Association between RAS Gene Polymorphisms (ACE I/D, AGT M235T) and Henoch-Schönlein Purpura in a Turkish Population

Sinem Nalbantoglu,1 Yılmaz Tabel,2 Sevgi Mir,3 Erkin Serdaroğlu,4 and Afig Berdeli1

1Molecular Medicine Laboratory, Children’s Hospital, Faculty of Medicine, Ege University, Bornova, Izmir, Turkey
2Department of Pediatrics, Faculty of Medicine, Inonu University, Malatya, Turkey
3Division of Pediatric Nephrology, Department of Pediatrics, Faculty of Medicine, Ege University, Bornova, Izmir, Turkey
4Izmir Dr. Behcet Uz Children's Hospital, Izmir, Turkey

Received 12 November 2012; Accepted 12 November 2012

Copyright © 2013 Hindawi Publishing Corporation. This is an open access article distributed under the Creative Commons Attribution License, which permits unrestricted use, distribution, and reproduction in any medium, provided the original work is properly cited.

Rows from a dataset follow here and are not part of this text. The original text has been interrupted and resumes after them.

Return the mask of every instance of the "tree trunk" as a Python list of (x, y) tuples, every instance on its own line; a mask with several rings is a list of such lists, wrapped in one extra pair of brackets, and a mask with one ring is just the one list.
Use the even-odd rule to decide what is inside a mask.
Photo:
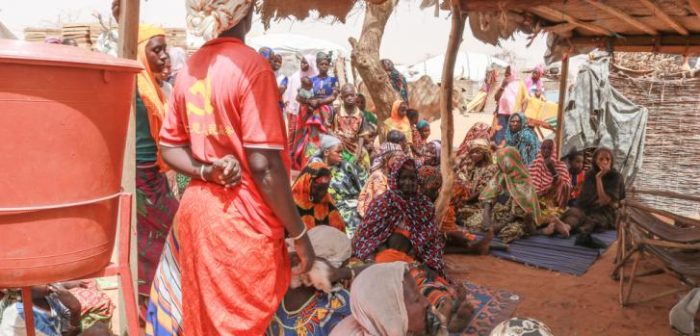
[(379, 61), (379, 46), (382, 43), (384, 27), (397, 1), (387, 0), (379, 5), (366, 2), (365, 22), (362, 24), (360, 39), (349, 39), (352, 46), (352, 65), (364, 81), (374, 102), (374, 112), (380, 120), (391, 115), (391, 104), (399, 98), (389, 83), (389, 75)]
[(442, 219), (447, 213), (452, 196), (454, 184), (454, 166), (452, 158), (452, 138), (454, 137), (454, 118), (452, 117), (452, 88), (454, 86), (454, 68), (457, 60), (459, 45), (462, 43), (464, 23), (466, 15), (462, 15), (459, 3), (452, 2), (452, 30), (447, 42), (445, 62), (442, 66), (442, 86), (440, 87), (440, 131), (442, 136), (442, 149), (440, 161), (440, 173), (442, 175), (442, 189), (435, 205), (435, 221), (438, 227), (442, 226)]

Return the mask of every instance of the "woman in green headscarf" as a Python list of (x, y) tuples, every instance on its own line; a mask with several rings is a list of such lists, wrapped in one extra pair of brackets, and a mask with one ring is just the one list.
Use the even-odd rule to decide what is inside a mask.
[[(518, 150), (512, 147), (499, 149), (496, 152), (496, 165), (496, 175), (479, 196), (484, 210), (470, 217), (467, 227), (472, 231), (493, 228), (504, 243), (509, 243), (536, 233), (542, 224), (542, 212), (537, 191)], [(497, 202), (501, 197), (507, 199), (505, 203)], [(553, 224), (543, 229), (543, 233), (551, 234), (553, 231)]]

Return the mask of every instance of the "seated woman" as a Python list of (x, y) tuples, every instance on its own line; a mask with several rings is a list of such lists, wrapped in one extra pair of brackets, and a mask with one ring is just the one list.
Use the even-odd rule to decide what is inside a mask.
[(369, 208), (372, 201), (387, 190), (389, 183), (387, 178), (388, 168), (391, 165), (391, 160), (398, 155), (405, 155), (401, 145), (391, 142), (382, 144), (379, 154), (372, 163), (372, 174), (367, 179), (367, 184), (362, 188), (357, 200), (357, 212), (361, 218), (365, 217), (367, 208)]
[(467, 219), (483, 210), (479, 195), (498, 167), (493, 163), (491, 143), (484, 138), (473, 140), (467, 146), (467, 155), (461, 158), (455, 169), (455, 191), (452, 203), (458, 218)]
[(301, 169), (309, 158), (318, 153), (320, 136), (328, 134), (332, 127), (332, 103), (338, 97), (338, 79), (330, 76), (331, 55), (316, 55), (318, 75), (311, 78), (314, 97), (297, 97), (300, 104), (292, 140), (292, 168)]
[(404, 154), (411, 156), (411, 147), (408, 145), (408, 141), (406, 141), (406, 135), (401, 133), (400, 131), (389, 131), (386, 135), (386, 142), (401, 146), (401, 149), (403, 150)]
[(350, 305), (352, 315), (331, 336), (446, 334), (403, 262), (368, 267), (353, 282)]
[[(318, 226), (308, 231), (309, 240), (316, 252), (316, 263), (324, 263), (324, 276), (333, 285), (343, 280), (352, 280), (361, 268), (346, 266), (351, 256), (350, 239), (343, 231), (329, 226)], [(291, 245), (293, 246), (293, 245)], [(292, 263), (296, 261), (290, 252)], [(312, 269), (312, 272), (317, 272)], [(350, 316), (350, 292), (342, 285), (316, 288), (306, 284), (301, 276), (293, 276), (289, 290), (284, 295), (275, 316), (267, 328), (267, 336), (325, 336), (344, 318)]]
[(345, 223), (328, 193), (331, 170), (321, 162), (310, 162), (292, 185), (297, 211), (307, 229), (329, 225), (345, 232)]
[(510, 116), (506, 129), (506, 146), (516, 148), (526, 166), (535, 161), (540, 149), (540, 140), (535, 131), (528, 126), (524, 114), (516, 113)]
[[(473, 232), (493, 229), (507, 244), (535, 234), (542, 214), (537, 192), (518, 151), (512, 147), (499, 149), (496, 165), (498, 172), (479, 196), (484, 210), (467, 220), (467, 228)], [(505, 203), (499, 203), (499, 198), (506, 198)], [(554, 224), (549, 224), (543, 233), (552, 234), (554, 229)]]
[(445, 279), (445, 238), (433, 221), (435, 207), (418, 193), (417, 180), (413, 159), (394, 160), (389, 190), (370, 204), (353, 239), (353, 253), (363, 261), (413, 264), (411, 275), (423, 295), (450, 321), (450, 330), (460, 330), (471, 307), (462, 301), (464, 295), (455, 294), (464, 287), (452, 287)]
[(323, 162), (330, 168), (331, 181), (328, 192), (335, 200), (335, 206), (343, 217), (345, 232), (352, 237), (360, 224), (357, 199), (367, 181), (367, 173), (358, 166), (342, 160), (343, 144), (334, 136), (321, 136), (320, 150), (311, 162)]
[[(571, 176), (566, 164), (559, 160), (554, 141), (542, 141), (537, 158), (530, 166), (532, 184), (537, 190), (537, 197), (542, 207), (545, 220), (559, 217), (569, 202), (571, 193)], [(564, 230), (566, 231), (566, 230)], [(568, 236), (568, 232), (565, 232)]]
[(571, 194), (569, 195), (568, 206), (574, 206), (581, 195), (581, 186), (586, 177), (586, 170), (583, 169), (584, 155), (583, 152), (577, 151), (575, 148), (566, 156), (566, 164), (571, 176)]
[(484, 122), (477, 122), (472, 127), (469, 128), (467, 134), (464, 135), (462, 143), (457, 148), (455, 152), (455, 164), (459, 165), (460, 162), (469, 158), (469, 150), (472, 141), (476, 139), (484, 139), (487, 143), (490, 143), (489, 138), (491, 137), (491, 126)]
[[(434, 166), (423, 166), (418, 169), (419, 187), (421, 194), (435, 203), (442, 188), (440, 169)], [(477, 242), (476, 236), (457, 226), (454, 205), (447, 208), (440, 231), (445, 235), (445, 253), (487, 254), (493, 232), (489, 231), (484, 239)]]
[(601, 247), (591, 233), (615, 228), (616, 205), (624, 198), (625, 181), (615, 169), (613, 152), (600, 147), (593, 154), (593, 167), (586, 173), (578, 201), (555, 222), (580, 233), (576, 244)]

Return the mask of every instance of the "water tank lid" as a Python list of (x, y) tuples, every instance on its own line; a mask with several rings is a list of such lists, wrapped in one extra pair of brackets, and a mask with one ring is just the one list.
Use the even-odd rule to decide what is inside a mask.
[(8, 39), (0, 39), (0, 64), (2, 63), (95, 68), (126, 72), (139, 72), (142, 69), (135, 60), (117, 58), (78, 47)]

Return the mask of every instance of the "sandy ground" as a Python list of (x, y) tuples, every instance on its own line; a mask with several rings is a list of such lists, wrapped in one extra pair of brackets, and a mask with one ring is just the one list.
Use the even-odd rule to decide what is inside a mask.
[[(555, 335), (674, 335), (668, 323), (668, 312), (685, 292), (622, 308), (618, 304), (618, 282), (609, 276), (615, 251), (616, 248), (611, 247), (581, 277), (492, 256), (448, 255), (446, 259), (448, 275), (453, 280), (468, 279), (515, 292), (521, 302), (514, 316), (536, 318), (547, 324)], [(671, 276), (656, 275), (642, 278), (632, 295), (649, 295), (678, 286), (678, 281)]]

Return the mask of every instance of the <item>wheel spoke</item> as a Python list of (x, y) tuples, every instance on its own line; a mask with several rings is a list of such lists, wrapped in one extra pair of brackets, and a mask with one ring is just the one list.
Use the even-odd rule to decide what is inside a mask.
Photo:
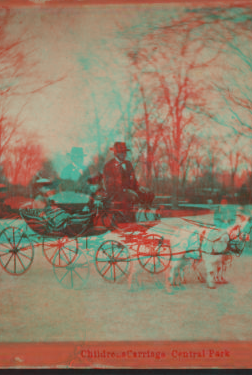
[(53, 253), (53, 255), (52, 255), (51, 258), (50, 258), (50, 263), (51, 263), (51, 261), (52, 261), (52, 258), (54, 258), (54, 256), (56, 255), (57, 251), (59, 251), (59, 250), (58, 250), (58, 249), (54, 250), (54, 253)]
[(66, 258), (66, 260), (67, 260), (67, 263), (69, 264), (69, 263), (70, 263), (70, 259), (67, 257), (67, 255), (66, 255), (66, 253), (65, 253), (65, 251), (64, 251), (63, 248), (62, 248), (62, 252), (63, 252), (63, 254), (65, 255), (65, 258)]
[[(14, 233), (14, 232), (13, 232)], [(16, 260), (16, 254), (14, 254), (14, 273), (17, 273), (17, 260)]]
[[(159, 256), (158, 256), (158, 255), (156, 256), (156, 259), (157, 259), (157, 262), (159, 262), (159, 264), (161, 264), (161, 262), (160, 262), (160, 259), (159, 259)], [(157, 265), (157, 267), (158, 267), (158, 265)]]
[(107, 257), (111, 260), (111, 256), (109, 256), (104, 249), (101, 249), (101, 251), (103, 252), (103, 254), (107, 255)]
[(9, 237), (7, 237), (7, 235), (6, 235), (6, 233), (4, 232), (4, 235), (5, 235), (5, 237), (6, 237), (6, 239), (7, 239), (7, 241), (9, 242), (9, 244), (11, 245), (11, 248), (13, 249), (13, 244), (10, 242), (10, 239), (9, 239)]
[(110, 277), (113, 279), (113, 263), (110, 264)]
[(89, 265), (88, 265), (87, 262), (82, 263), (82, 264), (75, 264), (74, 265), (74, 269), (76, 269), (76, 268), (88, 268), (88, 267), (89, 267)]
[(20, 242), (21, 242), (21, 240), (22, 240), (23, 236), (24, 236), (24, 232), (22, 233), (22, 235), (21, 235), (21, 237), (20, 237), (20, 239), (19, 239), (19, 241), (18, 241), (18, 243), (17, 243), (17, 246), (16, 246), (16, 248), (18, 248), (18, 246), (19, 246), (19, 244), (20, 244)]
[[(6, 244), (4, 244), (4, 243), (1, 243), (1, 246), (5, 247), (7, 250), (12, 250), (12, 247), (10, 248), (10, 247), (8, 247)], [(2, 250), (1, 250), (1, 251), (2, 251)]]
[(154, 262), (154, 273), (156, 272), (156, 257), (153, 257), (153, 262)]
[(117, 256), (115, 257), (115, 259), (118, 259), (119, 258), (119, 255), (122, 253), (122, 251), (124, 250), (124, 247), (121, 249), (121, 251), (117, 254)]
[[(14, 228), (12, 228), (12, 237), (13, 237), (13, 245), (14, 247), (16, 246), (15, 244), (15, 233), (14, 233)], [(16, 273), (16, 272), (15, 272)]]
[(76, 249), (72, 250), (72, 249), (69, 249), (69, 247), (67, 247), (67, 246), (64, 246), (64, 248), (67, 249), (68, 251), (70, 251), (71, 253), (76, 254)]
[(72, 288), (73, 287), (73, 271), (70, 270), (70, 272), (71, 272), (71, 288)]
[[(106, 263), (108, 263), (108, 262), (106, 262)], [(110, 264), (109, 264), (110, 265)], [(103, 272), (103, 270), (104, 270), (104, 268), (107, 266), (107, 264), (105, 264), (105, 266), (103, 266), (103, 268), (100, 270), (101, 271), (101, 273)]]
[(106, 275), (106, 273), (108, 272), (108, 270), (111, 268), (111, 264), (109, 263), (109, 266), (108, 266), (108, 269), (104, 272), (103, 276)]
[(115, 264), (113, 263), (114, 282), (116, 281)]
[(83, 278), (80, 276), (80, 274), (76, 271), (76, 269), (75, 268), (73, 268), (73, 272), (75, 272), (76, 273), (76, 275), (77, 276), (79, 276), (79, 278), (81, 279), (81, 280), (83, 280)]
[(19, 260), (19, 263), (22, 265), (22, 267), (23, 267), (23, 269), (25, 270), (25, 266), (24, 266), (24, 264), (23, 264), (23, 262), (22, 262), (22, 260), (19, 258), (19, 255), (18, 255), (18, 253), (17, 253), (17, 258), (18, 258), (18, 260)]
[(27, 258), (27, 259), (30, 259), (30, 260), (32, 259), (32, 258), (28, 257), (28, 255), (26, 255), (26, 254), (23, 254), (23, 253), (22, 253), (22, 252), (20, 252), (20, 251), (19, 251), (19, 255), (22, 255), (23, 257), (25, 257), (25, 258)]
[(11, 250), (10, 250), (10, 249), (5, 250), (4, 252), (2, 251), (2, 253), (3, 253), (3, 254), (0, 254), (0, 257), (3, 257), (3, 256), (5, 256), (5, 255), (10, 254), (10, 253), (11, 253)]
[(24, 246), (24, 247), (20, 247), (19, 249), (18, 249), (18, 251), (26, 251), (26, 250), (30, 250), (31, 249), (31, 245), (30, 244), (28, 244), (28, 246)]
[(158, 257), (158, 261), (165, 267), (165, 264), (161, 261), (160, 257)]
[(10, 263), (12, 257), (13, 257), (13, 253), (11, 254), (10, 259), (8, 260), (8, 262), (5, 263), (4, 268), (6, 268), (8, 266), (8, 264)]
[(149, 259), (147, 260), (146, 263), (144, 263), (144, 267), (146, 266), (147, 263), (149, 263), (149, 261), (151, 260), (152, 257), (149, 257)]
[(66, 277), (66, 275), (68, 274), (70, 270), (66, 270), (66, 273), (64, 274), (64, 276), (59, 280), (59, 282), (61, 283), (62, 280), (64, 280), (64, 278)]
[(119, 266), (119, 264), (117, 264), (117, 262), (115, 263), (116, 267), (119, 268), (119, 270), (124, 274), (126, 275), (126, 272)]

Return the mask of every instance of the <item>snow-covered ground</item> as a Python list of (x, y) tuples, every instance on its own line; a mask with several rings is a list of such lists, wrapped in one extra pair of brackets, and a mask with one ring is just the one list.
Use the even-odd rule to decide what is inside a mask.
[[(211, 224), (213, 215), (191, 219)], [(2, 228), (10, 224), (1, 220)], [(181, 218), (163, 218), (150, 231), (169, 236), (183, 225)], [(143, 272), (142, 287), (131, 293), (126, 279), (106, 282), (94, 265), (95, 249), (113, 235), (89, 238), (90, 256), (85, 239), (80, 240), (80, 252), (90, 260), (80, 290), (64, 288), (41, 246), (23, 276), (0, 269), (0, 341), (252, 339), (252, 257), (247, 256), (251, 243), (240, 258), (234, 257), (226, 274), (229, 283), (215, 290), (199, 283), (188, 269), (182, 288), (168, 293), (163, 274)]]

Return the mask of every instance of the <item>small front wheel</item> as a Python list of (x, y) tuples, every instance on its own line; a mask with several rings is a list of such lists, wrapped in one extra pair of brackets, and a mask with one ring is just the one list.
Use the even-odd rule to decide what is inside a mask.
[(65, 289), (80, 290), (89, 279), (89, 263), (85, 253), (79, 249), (75, 260), (66, 267), (53, 267), (57, 281)]
[(78, 254), (78, 241), (74, 238), (43, 238), (43, 253), (54, 267), (67, 267)]
[(141, 239), (137, 258), (145, 271), (155, 274), (164, 272), (171, 261), (170, 244), (156, 234), (149, 234)]

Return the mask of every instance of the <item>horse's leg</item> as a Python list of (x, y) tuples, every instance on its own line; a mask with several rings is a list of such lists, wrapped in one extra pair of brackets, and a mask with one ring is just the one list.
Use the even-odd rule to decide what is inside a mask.
[(195, 272), (199, 282), (205, 283), (206, 279), (203, 277), (202, 273), (198, 269), (198, 265), (201, 261), (202, 261), (201, 259), (193, 259), (191, 267), (192, 267), (193, 271)]
[(181, 267), (179, 270), (180, 285), (185, 284), (185, 268)]
[(171, 293), (171, 282), (170, 282), (170, 274), (171, 274), (171, 265), (164, 271), (164, 278), (165, 278), (165, 289), (168, 293)]
[(181, 286), (181, 267), (183, 258), (175, 258), (171, 265), (170, 281), (172, 286)]
[(221, 259), (221, 265), (219, 267), (219, 269), (220, 269), (220, 271), (219, 271), (219, 282), (222, 283), (222, 284), (227, 284), (227, 280), (224, 278), (224, 272), (227, 269), (226, 260), (227, 260), (226, 256), (223, 255), (222, 259)]
[(218, 259), (216, 258), (216, 255), (208, 255), (208, 257), (205, 260), (206, 273), (207, 273), (206, 281), (207, 281), (208, 288), (211, 288), (211, 289), (216, 288), (215, 276), (217, 272), (217, 264), (218, 264)]
[(132, 286), (132, 279), (133, 279), (133, 273), (134, 273), (134, 265), (133, 265), (134, 262), (130, 262), (130, 265), (129, 265), (129, 274), (128, 274), (128, 289), (130, 290), (131, 289), (131, 286)]
[(172, 260), (170, 263), (170, 267), (167, 270), (167, 280), (171, 286), (176, 285), (176, 277), (177, 277), (177, 267), (178, 267), (178, 260)]
[(207, 281), (208, 288), (210, 288), (210, 289), (215, 289), (216, 288), (215, 280), (214, 280), (214, 272), (213, 271), (207, 272), (206, 281)]
[(178, 268), (178, 274), (177, 274), (178, 286), (182, 286), (182, 284), (184, 283), (184, 278), (185, 278), (184, 268), (182, 267)]
[(182, 258), (178, 267), (179, 285), (185, 284), (185, 267), (190, 260)]
[(143, 272), (144, 272), (144, 270), (143, 270), (142, 267), (136, 271), (136, 283), (137, 283), (137, 286), (139, 288), (143, 287), (143, 282), (141, 280), (141, 276), (142, 276)]

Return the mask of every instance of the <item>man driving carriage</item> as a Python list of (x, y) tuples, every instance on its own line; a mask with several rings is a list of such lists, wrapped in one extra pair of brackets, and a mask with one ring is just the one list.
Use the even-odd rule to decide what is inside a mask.
[(126, 213), (129, 213), (136, 203), (151, 206), (154, 194), (139, 186), (131, 162), (126, 160), (127, 152), (130, 151), (126, 144), (115, 142), (111, 150), (114, 152), (114, 158), (105, 164), (103, 170), (108, 200), (115, 208)]

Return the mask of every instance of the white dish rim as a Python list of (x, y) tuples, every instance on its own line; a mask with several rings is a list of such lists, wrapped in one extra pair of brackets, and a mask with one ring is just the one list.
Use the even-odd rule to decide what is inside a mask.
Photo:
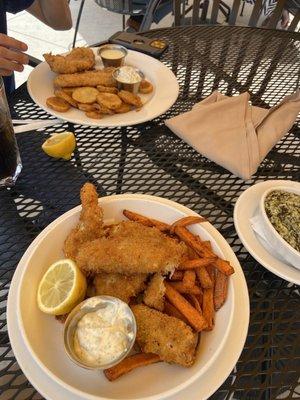
[[(163, 199), (163, 198), (160, 198), (160, 197), (157, 197), (157, 196), (151, 196), (151, 195), (143, 195), (143, 194), (122, 194), (122, 195), (112, 195), (112, 196), (103, 197), (101, 200), (102, 200), (103, 202), (105, 202), (105, 201), (115, 200), (115, 199), (117, 199), (117, 198), (123, 198), (123, 199), (124, 199), (124, 198), (132, 198), (132, 199), (145, 199), (145, 200), (159, 201), (160, 203), (165, 203), (165, 204), (168, 204), (168, 205), (170, 205), (170, 206), (173, 206), (173, 207), (177, 208), (178, 210), (184, 212), (184, 213), (187, 214), (187, 215), (198, 215), (198, 214), (195, 213), (194, 211), (190, 210), (189, 208), (187, 208), (187, 207), (185, 207), (185, 206), (180, 205), (179, 203), (173, 202), (173, 201), (171, 201), (171, 200)], [(107, 199), (107, 200), (105, 200), (105, 199)], [(49, 230), (52, 229), (52, 226), (53, 226), (53, 225), (56, 225), (56, 224), (58, 223), (58, 220), (60, 220), (59, 222), (61, 222), (61, 221), (63, 221), (64, 219), (68, 218), (69, 215), (72, 215), (73, 213), (76, 213), (76, 212), (77, 212), (78, 210), (80, 210), (80, 209), (81, 209), (81, 206), (80, 206), (80, 205), (79, 205), (79, 206), (76, 206), (76, 207), (74, 207), (73, 209), (71, 209), (71, 210), (67, 211), (66, 213), (64, 213), (64, 214), (63, 214), (62, 216), (60, 216), (59, 218), (57, 218), (57, 219), (56, 219), (55, 221), (53, 221), (51, 224), (49, 224), (49, 225), (40, 233), (40, 235), (34, 240), (34, 242), (32, 243), (32, 245), (34, 244), (34, 246), (32, 246), (31, 252), (29, 252), (29, 253), (32, 253), (33, 249), (34, 249), (36, 246), (38, 246), (39, 241), (42, 240), (42, 238), (47, 234), (47, 232), (48, 232)], [(202, 225), (204, 225), (204, 224), (202, 224)], [(221, 248), (222, 251), (223, 251), (223, 248), (224, 248), (224, 247), (227, 247), (226, 250), (227, 250), (227, 251), (229, 250), (231, 253), (233, 253), (231, 247), (230, 247), (229, 244), (226, 242), (226, 240), (223, 238), (223, 236), (222, 236), (210, 223), (205, 223), (205, 230), (207, 230), (208, 233), (210, 233), (210, 234), (213, 236), (214, 240), (216, 241), (216, 243), (218, 244), (218, 246)], [(212, 233), (212, 232), (213, 232), (213, 233)], [(220, 244), (220, 241), (221, 241), (222, 245)], [(30, 247), (31, 247), (31, 246), (30, 246)], [(29, 249), (28, 249), (28, 250), (29, 250)], [(25, 253), (25, 254), (26, 254), (26, 253)], [(238, 260), (236, 259), (236, 256), (234, 255), (234, 253), (233, 253), (232, 255), (233, 255), (233, 257), (234, 257), (236, 263), (239, 265), (239, 262), (238, 262)], [(29, 259), (30, 259), (30, 254), (28, 254), (27, 258), (28, 258), (28, 260), (27, 260), (27, 262), (28, 262)], [(21, 263), (21, 261), (20, 261), (20, 263)], [(19, 263), (19, 264), (20, 264), (20, 263)], [(24, 271), (22, 271), (21, 277), (23, 276), (23, 274), (24, 274)], [(233, 278), (234, 278), (234, 275), (233, 275)], [(21, 281), (21, 280), (22, 280), (22, 278), (20, 278), (20, 281)], [(18, 288), (18, 300), (19, 300), (19, 289), (20, 289), (20, 288)], [(248, 325), (249, 325), (249, 296), (248, 296), (248, 291), (246, 291), (246, 292), (247, 292), (247, 299), (248, 299), (248, 312), (247, 312), (247, 314), (248, 314), (248, 321), (247, 321), (247, 329), (245, 329), (245, 335), (244, 335), (243, 343), (245, 342), (245, 339), (246, 339), (246, 336), (247, 336), (247, 331), (248, 331)], [(234, 291), (233, 291), (233, 299), (234, 299)], [(18, 303), (19, 303), (19, 301), (18, 301)], [(205, 373), (207, 372), (207, 370), (209, 369), (209, 367), (213, 364), (213, 362), (216, 361), (216, 359), (218, 358), (220, 352), (222, 351), (222, 349), (223, 349), (223, 347), (224, 347), (224, 343), (226, 342), (226, 340), (227, 340), (227, 338), (228, 338), (228, 335), (229, 335), (229, 332), (230, 332), (229, 327), (231, 327), (231, 325), (232, 325), (234, 309), (235, 309), (235, 302), (233, 302), (233, 311), (232, 311), (232, 313), (231, 313), (230, 321), (229, 321), (229, 324), (228, 324), (228, 329), (227, 329), (228, 332), (227, 332), (226, 335), (224, 335), (224, 339), (223, 339), (223, 341), (222, 341), (222, 345), (219, 346), (218, 351), (215, 353), (215, 356), (214, 356), (212, 362), (208, 363), (208, 364), (205, 366), (205, 368), (202, 368), (202, 369), (201, 369), (201, 375), (203, 375), (203, 374), (205, 374)], [(17, 313), (17, 314), (18, 314), (18, 313)], [(74, 393), (74, 394), (76, 394), (76, 395), (78, 395), (78, 396), (84, 396), (85, 399), (88, 399), (88, 400), (96, 400), (96, 399), (97, 399), (97, 400), (100, 400), (100, 399), (103, 399), (103, 400), (105, 399), (105, 400), (107, 400), (107, 399), (113, 399), (113, 398), (107, 398), (107, 397), (99, 397), (99, 396), (95, 396), (95, 395), (91, 395), (91, 394), (82, 392), (81, 390), (75, 389), (75, 388), (72, 387), (71, 385), (66, 384), (66, 383), (65, 383), (64, 381), (62, 381), (59, 377), (57, 377), (57, 375), (53, 374), (47, 367), (44, 366), (44, 364), (43, 364), (42, 362), (40, 362), (39, 358), (35, 355), (35, 352), (34, 352), (33, 349), (31, 348), (31, 345), (30, 345), (30, 343), (29, 343), (29, 341), (28, 341), (28, 339), (27, 339), (27, 337), (26, 337), (23, 323), (22, 323), (22, 321), (21, 321), (20, 318), (19, 318), (19, 320), (20, 320), (20, 321), (19, 321), (19, 327), (20, 327), (20, 329), (21, 329), (21, 334), (22, 334), (23, 340), (24, 340), (24, 342), (25, 342), (25, 344), (26, 344), (26, 346), (27, 346), (27, 349), (28, 349), (28, 350), (30, 349), (31, 356), (32, 356), (33, 360), (37, 363), (37, 365), (39, 366), (39, 368), (40, 368), (47, 376), (49, 376), (53, 381), (58, 382), (58, 384), (59, 384), (60, 386), (66, 388), (69, 392)], [(21, 323), (20, 323), (20, 322), (21, 322)], [(242, 349), (241, 349), (241, 351), (242, 351)], [(167, 390), (167, 391), (165, 391), (165, 392), (161, 392), (161, 393), (159, 393), (159, 394), (157, 394), (157, 395), (142, 397), (142, 398), (140, 398), (140, 399), (143, 399), (143, 400), (159, 400), (159, 399), (162, 399), (162, 398), (170, 397), (170, 396), (172, 396), (172, 395), (176, 395), (176, 394), (178, 394), (179, 392), (181, 392), (182, 390), (188, 389), (188, 387), (189, 387), (192, 383), (194, 383), (197, 379), (199, 379), (199, 377), (197, 376), (197, 374), (194, 374), (190, 379), (188, 379), (187, 381), (185, 381), (184, 383), (182, 383), (182, 384), (180, 384), (180, 385), (177, 385), (175, 388), (172, 388), (171, 390)], [(212, 393), (213, 393), (213, 392), (212, 392)], [(162, 396), (163, 396), (163, 397), (162, 397)], [(125, 399), (125, 398), (124, 398), (124, 399), (122, 399), (122, 400), (131, 400), (131, 399)]]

Henoch-Schönlein purpura (HSP) is a small-vessel vasculitis of autoimmune hypersensitivity, and renin-angiotensin system (RAS) regulates vascular homeostasis and inflammation with activation of cytokine release. Thus, we aimed to investigate the association between HSP and ACE I/D and AGT M235T polymorphisms. Genotyping was determined by allele specific PCR and PCR-RFLP. We obtained a significant difference in genotype distribution (p = 0.003) and allele frequencies (p < 0.001) of ACE I/D polymorphism between patients and controls, while no significant association was detected in genotype distribution (p > 0.05) and allele frequencies (p > 0.05) of the AGT M235T polymorphism. Risk assessment showed significant risk for HSP in the subjects both with the ID + DD genotype (p = 0.019, OR: 2.288, 95% CI: 1.136–4.609) and D allele (OR: D vs. I: 2.0528, 95% CI: 1.3632–3.0912, p = 0.001) while no significant risk was obtained for HSP in the subjects both with the MT + TT genotype (p = 0.312, OR: 1.3905, 95% CI: 0.7326–2.6391) and T allele (OR: T vs. M: 1.065, 95% CI: 0.729–1.557, p = 0.743). Furthermore, when patients were stratified by the presence of certain systemic complications of HSP, no significant association was detected with ACE I/D, and AGT M235T polymorphisms. Our findings suggest that ACE I/D polymorphism is significantly associated with HSP susceptibility.